Texte de Marie Ndiaye

Mise en scène Blandine Savetier

Ces deux artistes sont associées au TNS et d’elles nous avons pu voir plusieurs de leurs oeuvres, de l’auteur  « Hilda »en 2021 mise en scène  par Elisabeth Chailloux, « Les Serpents » par Jacques Vincey en 2022 et « Berlin mon garçon » par Stanislas Nordey en 2O22 et les mises en scène de Blandine Savetier pour« Neige » d’Othan Pamuk en 2021 et pour « Nous entrerons dans la carrière » en 2021.


La pièce, une adaptation par Waddah Saab et Blandine Savetier du texte deMarie Ndiaye créée ces derniers jours au TNS ne manque pas d’originalité à plus d’un titre.

Et tout d’abord par sa construction en abîme.

Tout commence en effet par la genèse de l’œuvre, une commande à Marie Ndiaye du Musée d’Orsay et des éditions Flammarion à l’occasion de l’exposition « Le Modèle Noir » en 2019. Peut-être moment d’angoisse pour trouver le sujet adéquat. C’est ainsi que naît le personnage de la narratrice, clone de l’autrice en quelque sorte, historienne, professeur d’université que va interpréter Natalie Dessay et qui se met en demeure d’évoquer une chanteuse noire, d’origine cubaine dénommée Marie l’Antillaise dont on dispose de quelques photos du célèbre photographe Nadar. Il s’agit probablement de Marie Martinez qui connut une gloire éphémère au XIXème siècle. En plein souci d’écriture elle fait alors la rencontre de Marie Sachs, une artiste noire qui prétend réincarner Marie Martinez et l’invite à trois reprises à assister à ses shows. Ainsi se met en place la chaîne des personnages évoqués dans cette œuvre.

Ensuite, l’originalité de la pièce tient aussi à l’extrême attention apportée à la scénographie, signée Simon Restino, qui voit la narratrice habiter un ancien piano à queue désaffecté placé à l’avant-scène qui lui sert de refuge pour se livrer à ses réflexions et pour éventuellement écrire. Et à la projection en fond de scène de l’image de l’intérieur du théâtre de l’Odéon puis à l’installation de lourds rideaux qui permettent l’apparition ou la sortie de l’artiste accordant à celle-ci un certain prestige jusqu’au délabrement final dans le désordre et l’obscurité.

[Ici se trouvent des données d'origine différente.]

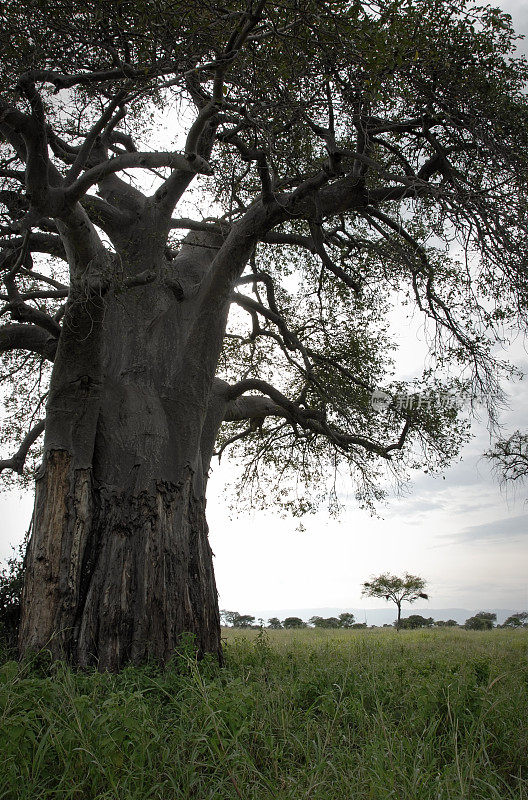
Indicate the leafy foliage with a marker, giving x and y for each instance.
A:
(408, 588)
(482, 621)
(384, 146)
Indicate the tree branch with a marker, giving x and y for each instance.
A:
(17, 461)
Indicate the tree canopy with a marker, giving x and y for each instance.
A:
(408, 588)
(346, 158)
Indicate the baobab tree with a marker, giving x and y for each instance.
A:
(223, 283)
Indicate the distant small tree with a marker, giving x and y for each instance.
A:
(416, 621)
(516, 620)
(482, 621)
(391, 587)
(236, 620)
(293, 622)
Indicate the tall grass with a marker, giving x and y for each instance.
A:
(428, 715)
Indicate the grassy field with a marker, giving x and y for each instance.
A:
(349, 715)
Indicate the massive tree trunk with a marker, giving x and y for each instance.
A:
(119, 563)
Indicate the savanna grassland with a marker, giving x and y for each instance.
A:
(427, 715)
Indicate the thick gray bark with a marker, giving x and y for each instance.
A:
(119, 563)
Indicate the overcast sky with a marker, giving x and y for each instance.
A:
(463, 534)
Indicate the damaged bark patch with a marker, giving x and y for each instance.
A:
(121, 575)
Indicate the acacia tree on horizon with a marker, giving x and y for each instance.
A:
(407, 589)
(332, 159)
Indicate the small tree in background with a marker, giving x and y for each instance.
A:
(391, 587)
(293, 622)
(517, 620)
(236, 620)
(416, 621)
(482, 621)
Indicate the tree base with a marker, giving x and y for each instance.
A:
(115, 577)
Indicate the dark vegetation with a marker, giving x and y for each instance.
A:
(338, 159)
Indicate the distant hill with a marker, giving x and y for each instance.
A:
(380, 616)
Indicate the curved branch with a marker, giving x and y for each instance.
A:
(27, 337)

Enfin le caractère particulier et remarquable de cette pièce vient sans aucun doute de la confrontation entre les deux femmes, la narratrice en perpétuelle recherche d’inspiration, constamment préoccupée par le doute au sujet de la légitimité d’écrire sur une artiste disparue dont on ne dispose que de peu d’éléments de sa biographie et la danseuse et chanteuse Marie Sachs  qui se produit  de façon magistrale sous les yeux ébahis  de la narratrice. Le contraste entre les deux personnages est saisissant et leur interprétation finement menée. D’un côté Natalie Dessay qui campe une narratrice agitée, tendue, crispée quelque peu envieuse de la liberté, du talent, de la créativité dont fait preuve Marie Sachs mais qui ne peut résister à répondre à ses invitations qui la laissent subjuguée toujours en proie aux affres de la création. De l’autre, Nancy Nkusi, qui donne à Marie Sachs  sa prestance, son  élégance, son talent de danseuse et de chanteuse. Revêtu de robes somptueuses ou de justaucorps seyants, (costumes Simon Restino et Blandine Savetier) son corps s’envole, se contorsionne, glisse et se déploie avec une virtuosité sidérante accompagné par la musique qu’interprète en live le musicien Greg Duret qui n’hésite pas à quitter sa console pour danser à ses côtés, certes avec moins de grâce mais avec un enthousiasme et une frénésie quelque peu clownesques pouvant illustrer l’aspect « cabaret » de la prestation de l’artiste.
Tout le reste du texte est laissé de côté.